I'm super interested in the "dump" aspect of it. The sheer quantity of information that is making it impossible to know the significance of the information. So I wonder if there is some performance equivalent. Here's what I mean: One of the best website run-downs I saw was from The Atlantic, they had this sort of aggregator where every time you reloaded the page you could read a different nugget from the leaked cables. They're calling it "Cablegate Roulette," like Chat Roulette, and I think that's a pretty brilliant way to interact with this glut of information -- part of the phenomenon -- its strength and its weakness -- is how MUCH info there is, and part of our job as responsible citizens is to sift through the noise for the stuff that matters. Cablegate Roulette does that for you … or maybe not, maybe it's a diversion, maybe the information it isolates is not the important stuff. Is it information porn or vital insights into the workings of our contemporary world? Well, it's both, right? I'd like to make a performance that asks the same question, that interacts with the audience in the same way, asking the audience to participate in the valuation of information. Deborah Stein is the recipient of two Jerome Fellowships at the Playwrights' Center, where she is co-producing director of the Workhaus Collective. She is the recipient of a 2009-2011 Bush Artist Fellowship, a resident artist at HERE, and a member of New Dramatists.

Adam Szymkowicz

I'm not sure I could write about Wikileaks. If I did, I think I'd try to create completely fictional characters. The guy who is trying to gather information but is terrible at it. Or if it's a cheating wife, it's the wife who isn't cheating and the guy tries to get her to cheat so he has something to tell. I think people who are terrible at their jobs are really funny. I also always try to find the love. Maybe the WikiLeaks guy has a lover that has to run with him wherever he goes and live underground with him.
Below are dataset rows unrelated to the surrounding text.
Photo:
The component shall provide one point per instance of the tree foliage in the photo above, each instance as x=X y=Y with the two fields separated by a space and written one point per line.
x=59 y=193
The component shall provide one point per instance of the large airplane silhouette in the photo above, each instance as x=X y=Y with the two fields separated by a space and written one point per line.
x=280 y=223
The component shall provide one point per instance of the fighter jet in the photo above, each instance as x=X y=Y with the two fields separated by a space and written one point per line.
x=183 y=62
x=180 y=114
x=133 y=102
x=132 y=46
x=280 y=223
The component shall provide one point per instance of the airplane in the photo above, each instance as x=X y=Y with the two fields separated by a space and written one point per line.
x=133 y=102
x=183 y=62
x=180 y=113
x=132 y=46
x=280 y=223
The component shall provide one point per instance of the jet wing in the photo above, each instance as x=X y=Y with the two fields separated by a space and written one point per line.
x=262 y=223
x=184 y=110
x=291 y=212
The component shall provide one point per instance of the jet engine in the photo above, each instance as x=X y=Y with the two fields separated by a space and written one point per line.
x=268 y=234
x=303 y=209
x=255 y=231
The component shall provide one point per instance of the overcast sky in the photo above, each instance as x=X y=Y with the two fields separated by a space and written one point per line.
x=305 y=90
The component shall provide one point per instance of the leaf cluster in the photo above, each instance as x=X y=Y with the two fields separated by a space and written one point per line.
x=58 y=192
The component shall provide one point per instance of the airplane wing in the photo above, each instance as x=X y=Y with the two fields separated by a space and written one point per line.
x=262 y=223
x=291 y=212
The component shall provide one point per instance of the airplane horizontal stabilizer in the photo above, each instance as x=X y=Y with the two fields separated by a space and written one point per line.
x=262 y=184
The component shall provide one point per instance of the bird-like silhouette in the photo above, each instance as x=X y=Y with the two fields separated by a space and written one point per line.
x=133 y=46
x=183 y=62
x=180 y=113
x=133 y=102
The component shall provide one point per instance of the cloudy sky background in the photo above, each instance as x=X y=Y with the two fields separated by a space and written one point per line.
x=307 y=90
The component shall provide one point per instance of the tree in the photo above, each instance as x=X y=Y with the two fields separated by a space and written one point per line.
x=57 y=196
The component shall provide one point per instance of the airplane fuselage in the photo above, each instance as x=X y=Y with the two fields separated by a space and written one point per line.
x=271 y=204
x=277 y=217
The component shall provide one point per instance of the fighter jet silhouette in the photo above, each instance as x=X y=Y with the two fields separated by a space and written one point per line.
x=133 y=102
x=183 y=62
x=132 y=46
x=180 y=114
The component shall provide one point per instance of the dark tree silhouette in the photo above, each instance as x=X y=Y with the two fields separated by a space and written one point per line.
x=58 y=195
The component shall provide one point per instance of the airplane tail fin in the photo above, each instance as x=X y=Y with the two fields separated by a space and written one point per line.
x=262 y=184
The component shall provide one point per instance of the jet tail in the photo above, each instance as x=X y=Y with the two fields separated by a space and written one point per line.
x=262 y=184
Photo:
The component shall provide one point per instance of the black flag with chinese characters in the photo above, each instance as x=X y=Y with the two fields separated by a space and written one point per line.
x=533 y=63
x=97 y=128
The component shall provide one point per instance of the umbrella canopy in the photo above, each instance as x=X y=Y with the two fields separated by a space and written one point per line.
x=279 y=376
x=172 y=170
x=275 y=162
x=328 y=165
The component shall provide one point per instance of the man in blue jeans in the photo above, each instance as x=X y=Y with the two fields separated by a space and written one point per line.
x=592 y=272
That kind of thing puts a strain on a relationship. Adam Szymkowicz received a Playwright’s Diploma from The Juilliard School's Lila Acheson Wallace American Playwrights Program and an MFA from Columbia University where he was the Dean's Fellow. His plays plays have been produced throughout the U.S., and in Canada, England, The Netherlands and Lithuania.

Max Sparber

I'm interested in the idea that we might be living at the end of privacy. Not only will any document eventually make it's way public, but perhaps there is a future ahead of us where privacy just isn't a concern for a lot of people. And this is a good time to set a play, when we're right on the cusp of this sort of change, and so there is an old guard who is invested in keeping secrets, and keeping the details of their lives private, and a new guard that is suspicious of secrets and lives their lives publicly on the Internet, without it even occurring to them that this sort of everyday exhibitionism is incomprehensible to an older generation. To dramatize this, I think I would follow a leak as it works its way through the system, starting as a secret and moving toward full exposure, coming into new hands in each scene, and have each of these people likewise represent a further surrendering of privacy. Max Sparber is a playwright and critic from Minneapolis. He writes the Max About Town column for MinnPost and is guest editor of MinnesotaPlaylist.com.